In practice, the main reason for collecting data to very high resolution is to be able to fit more variable parameters (e.g. multipole and anharmonic displacement parameterizations etc.) in order to describe the structure more accurately; hence, it is likely that in practice even at very high resolution the optimal (calculated − ideal) RMSZ values will still be somewhat less than the theoretical asymptotic value of unity and therefore the optimal RMSD values will correspondingly be less than the asymptotic value given approximately by the RMS SU. One cannot predict what the optimal RMSD value at a given resolution will be without knowing something about the observation-to-parameter ratio for the particular parameterization in use; of course there may well be an optimal parameterization defined by the maximum of the log(free likelihood).

There are some additional effects that Jaskolski et al. (2007) have not taken into account in their analysis: the SUs of the ideal values obtained from the CSD data are just the sample standard deviations (Engh & Huber, 1991, 2001).
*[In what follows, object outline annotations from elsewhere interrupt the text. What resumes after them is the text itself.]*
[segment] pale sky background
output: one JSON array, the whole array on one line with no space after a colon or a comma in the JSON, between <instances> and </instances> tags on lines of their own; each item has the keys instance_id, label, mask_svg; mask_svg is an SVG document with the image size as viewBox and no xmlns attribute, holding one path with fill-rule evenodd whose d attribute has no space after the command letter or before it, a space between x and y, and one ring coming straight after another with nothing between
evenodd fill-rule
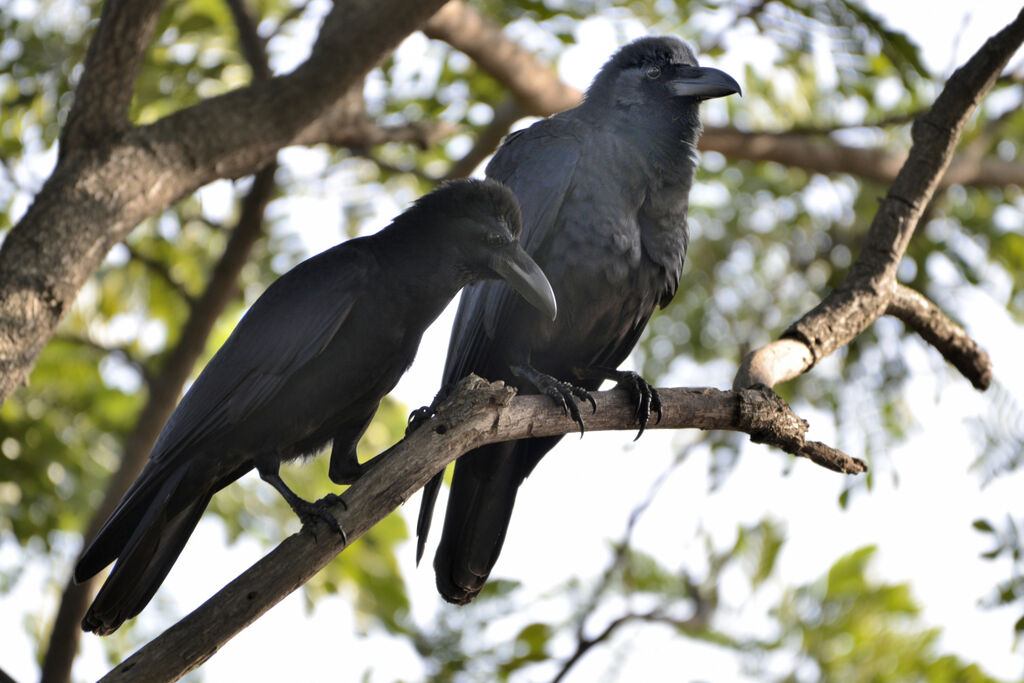
<instances>
[{"instance_id":1,"label":"pale sky background","mask_svg":"<svg viewBox=\"0 0 1024 683\"><path fill-rule=\"evenodd\" d=\"M908 33L924 48L926 62L946 74L1019 11L1010 2L982 1L965 6L951 0L869 0L867 4L883 14L890 27ZM612 27L605 19L586 22L579 30L580 44L566 50L559 73L572 85L586 87L618 46L616 36L635 38L643 33L643 27L634 23ZM401 50L416 55L423 52L425 45L422 36L414 36ZM742 84L744 63L758 62L769 48L756 35L733 36L726 57L714 62L705 59L702 63L724 69ZM1020 62L1018 55L1011 65ZM757 92L744 88L744 104L757 97ZM716 116L714 105L706 105L706 120ZM323 158L315 153L295 150L283 154L288 161L301 165L301 171L296 172L315 176L323 170L318 166ZM345 198L365 193L346 186L344 180L328 182L322 195L294 198L279 205L278 210L287 211L297 225L323 224L337 215ZM411 199L378 198L378 226L387 223ZM207 200L217 201L216 189L208 191ZM310 253L339 239L336 232L324 232L330 231L307 236ZM686 271L693 267L687 264ZM685 278L684 272L683 287ZM1024 402L1021 389L1013 386L1013 380L1022 377L1019 354L1024 336L1020 328L1008 321L1001 304L982 292L954 305L954 312L966 321L969 332L991 354L996 376L1016 392L1019 402ZM411 407L428 401L439 384L440 359L453 313L454 306L428 331L417 362L394 392ZM891 337L900 328L892 321L883 319L880 325L889 326ZM990 542L974 531L970 522L978 517L1001 520L1008 513L1019 516L1024 473L1001 477L979 489L977 477L968 471L975 446L965 415L982 412L983 398L965 380L948 372L934 349L915 342L904 343L902 348L912 377L909 398L921 407L915 412L924 421L914 425L912 436L891 454L898 486L884 472L877 477L877 488L870 495L854 497L849 509L842 511L837 505L843 486L840 475L807 462L793 464L792 472L783 475L785 460L766 446L753 445L745 450L726 484L709 494L707 459L696 456L671 475L638 526L635 545L668 566L697 569L702 551L687 548L686 541L698 528L712 531L718 547L724 548L734 540L738 524L754 523L770 515L787 529L773 580L777 588L817 579L842 554L878 544L880 551L872 566L876 578L888 583L911 583L913 596L925 606L924 623L943 630L942 651L978 661L989 674L1020 678L1024 658L1014 651L1013 643L1018 608L978 607L979 600L987 597L996 583L1010 577L1010 565L979 558L981 552L990 549ZM828 373L830 365L826 361L814 372ZM734 368L725 362L695 366L683 359L662 385L725 388L733 372ZM835 442L830 418L803 409L800 413L811 421L812 438ZM633 434L627 432L589 433L583 440L564 439L521 488L494 577L517 579L524 585L524 594L539 596L570 573L590 577L599 571L607 563L608 541L621 537L630 512L671 462L678 445L693 435L648 431L637 443L632 443ZM552 503L565 500L566 489L574 489L567 504L558 507ZM407 574L414 614L421 624L429 624L439 610L455 609L437 596L430 566L444 509L443 496L437 505L434 533L423 565L414 568L414 542L399 549L398 561ZM409 519L415 519L419 500L416 495L407 503ZM74 549L69 550L69 554L72 552ZM253 541L243 540L227 547L220 523L208 518L200 524L157 600L170 601L185 613L262 554ZM15 561L17 555L10 545L0 546L0 566ZM0 613L4 615L0 620L0 667L22 682L35 680L38 671L23 622L14 615L36 608L40 601L55 603L56 596L45 589L45 567L30 566L17 590L0 597ZM735 581L727 578L724 582L723 593L738 604L745 597L744 583L739 577L732 579ZM768 593L773 595L770 590ZM735 614L734 624L744 632L763 635L768 626L758 623L763 608L764 603L755 598ZM538 609L556 607L544 603ZM535 612L524 615L523 623L528 617L545 618L556 613ZM147 609L140 620L153 629L172 625L158 622L157 616ZM612 661L612 657L620 656L616 648L597 648L584 657L569 680L599 680L612 664L620 671L617 680L624 681L745 680L732 652L680 639L668 630L636 633L631 632L626 639L633 649L625 661ZM78 679L95 679L108 670L100 639L86 635L83 642L83 655L75 674ZM324 676L348 681L357 680L369 666L374 669L374 681L423 678L419 655L406 642L355 635L353 612L344 596L321 600L310 618L302 596L295 593L224 646L201 672L209 681L303 681ZM780 667L785 666L787 663L780 663ZM553 671L538 678L550 678Z\"/></svg>"}]
</instances>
As they point out, this will include real variations arising from the chemical environment and from random sampling errors in cases where only a limited number of samples of a given bond or bond-angle type are available. However, there will also be contributions arising from the experimental errors of the diffraction measurements obtained from the crystals of the small molecules (Evans, 2007 ) and also from the neglect of libration corrections for the geometry calculated from the CSD coordinates. For bond lengths in small-molecule structures the experimental SUs are typically in the range 0.005–0.01 Å, i.e. somewhat smaller than the range of sample standard deviations (0.01–0.06 Å); the contribution to the uncertainty from neglect of libration corrections is impossible to quantify, if only because the CSD does not hold the atomic displacement parameters needed to compute these corrections. In most cases the experimental error will probably be a relatively small contribution, but in some particular cases it could be significant. The overall effect will be to further increase the random error and thus reduce the correlation of (calculated − ideal) and (true − ideal) Z scores; hence, the theoretical result proved in Appendix A allows us to conclude that the effect of this will be to lead to lower optimal RMSZs or RMSDs than would otherwise be expected.

The third main proposal of Jaskolski et al. (2007) concerns the use of variable restraint weights dependent on the ADP values and the occupancies, the intention being on the one hand to reduce the large deviations from ideality often observed in mobile regions and on the other to allow increased deviations for the well defined regions of the structure. In the former case the problem is that the large deviations are in many cases caused by libration; the bond-length deviations arise because X-ray diffraction always determines the time- and lattice-averaged structure, for which the geometry may differ significantly from the instantaneous structure, so that in these cases larger deviations than normal from ideal geometry are entirely to be expected. Hence, restraining them tightly to the ideal values would be inconsistent with the diffraction data; however, the effect is only likely to be significant for the more flexible parts of the structure such as loops and side chains. The formally correct procedure would be to use the libration-corrected calculated geometry values in (3). However, this is very difficult to deal with in practice because correction for this systematic bias in the bond lengths can only be reliably (and then only partially) performed in the case of the completely correlated curvilinear atomic motion (Busing & Levy, 1964 ) of large pseudo-rigid groups such as secondary-structure elements (e.g. helices) and whole domains and also, if high-resolution data are available, for the smaller rigid planar groups in side chains of e.g. His, Phe, Tyr and Trp. The correction for libration in the case of extended pseudo-rigid groups is generally not found to be significant because the correction factor is proportional to the square of the amplitude of libration, which for large groups of atoms tends to be severely limited by nonbonded contacts, the lateral displacement of an atom being equal to the product of the libration amplitude and the distance of the atom from the centre of motion.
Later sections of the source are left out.